Inside Shia LaBeouf’s meltdown on The Rooster Prince set and the pain behind it
On The Rooster Prince, Shia LaBeouf pushed himself to the edge, according to director Josh Penn Soskin. He says LaBeouf "exploded" on set, blurring performance and pain, and capped a scene with an improvised line that gave him goosebumps.
Here’s something that’s not your usual press-junket fluff: Josh Penn Soskin, the director behind The Rooster Prince, has gone on record about what it was actually like working with Shia LaBeouf on his film — and to be blunt, it’s a story with a lot more nerves and emotion than most movie shoots see. Soskin put all this out in an open letter, so we’re not talking whispers and leaks here.

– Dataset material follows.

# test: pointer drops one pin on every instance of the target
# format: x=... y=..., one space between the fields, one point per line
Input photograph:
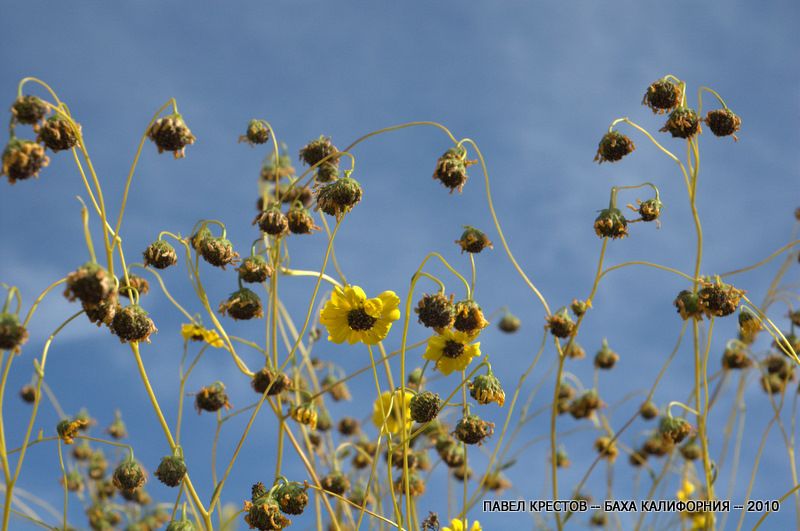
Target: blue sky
x=535 y=84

Not Just Acting – Living It, Apparently
Soskin’s approach with LaBeouf wasn’t for the faint-hearted. The film centres on a man living through a severe bipolar episode. Why? Because Soskin based it on his own late brother, David — a Harvard-trained psychiatrist who suffered a manic episode in 2017, then tragically died by suicide. The project has always been stitched together from years of grief and struggle, which Soskin actually describes as ‘cinema-catharsis’. And you really do feel that weight coming through in how Soskin talks about everything that happened next.

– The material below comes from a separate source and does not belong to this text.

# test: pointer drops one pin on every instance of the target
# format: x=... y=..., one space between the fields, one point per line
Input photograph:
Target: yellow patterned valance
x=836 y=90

LaBeouf, once he read the script, basically flung himself into the role in a way Soskin calls ‘nearly religious’. Rather than just learning his lines, LaBeouf went and memorised David’s books, and started insisting it felt like David was actually speaking to him — which, if you think about it, is both touching and more than a little unsettling.
‘Exploding’ on Set: Fights, Tears, and Something Like a Trip
Soskin doesn’t sugar-coat what the shoot was like. Here’s how he put it:
‘Shia was in deep pain – in even more pain than all the pain he was causing.’
Make of that what you will, but it’s clear LaBeouf’s method approach was full intensity, all the time. According to Soskin, the atmosphere could swing dramatically: one day they’d be at each other’s throats, and the next, literally embracing. He even likened the whole experience to ‘less like a movie and more like an Ayahuasca trip’ — which, I’m sorry, is not something you hear on your average behind-the-scenes Blu-ray extra.
And then came a moment that made the director’s hair stand on end. During a late-night rehearsal, LaBeouf veered off-script and asked, out of nowhere, to be treated with ‘maximum empathy’. Soskin describes how ‘there were tears in his eyes. And now mine. Goosebumps spiked the skin on my arms.’ Absolutely no subtlety — it hit everyone hard enough that Soskin shared the phrase with the crew at the next day’s shoot, pointing out that his brother and his lead actor might have been asking for exactly the same thing.
What’s Fact, What’s Fiction: A Quick Timeline
- Story is inspired by Josh Penn Soskin’s brother David, who was both a psychiatrist and someone who suffered with bipolar disorder, ultimately dying in 2017
- Soskin shaped his own grief into the film’s script over several years
- Shia LaBeouf gets the script and dives in, learning David’s work and reportedly becoming obsessed with the role
- Filming kicked off in late October 2025 and wrapped December that year
- Production was reportedly volatile, with wild mood swings and extreme performances on set
- That unscripted plea for ‘maximum empathy’ comes late one night — LaBeouf tears up, so does his director, and the phrase makes it into the film’s lore immediately
- After filming wraps, LaBeouf finds himself in legal trouble — he’s sentenced to two years probation for an unrelated altercation down in New Orleans, February 2026
No Easy Answers, Only Intensity
Soskin wraps up his letter essentially by calling LaBeouf’s performance in The Rooster Prince the ‘truest depiction of mental illness I’ve ever seen on camera’. Given the genuinely fraught – and at times frankly chaotic – process described here, that comes as no surprise. Whatever you were expecting from a film inspired by someone’s actual heartbreak, with this particular cast and crew, it’s fair to say they left absolutely nothing at the door.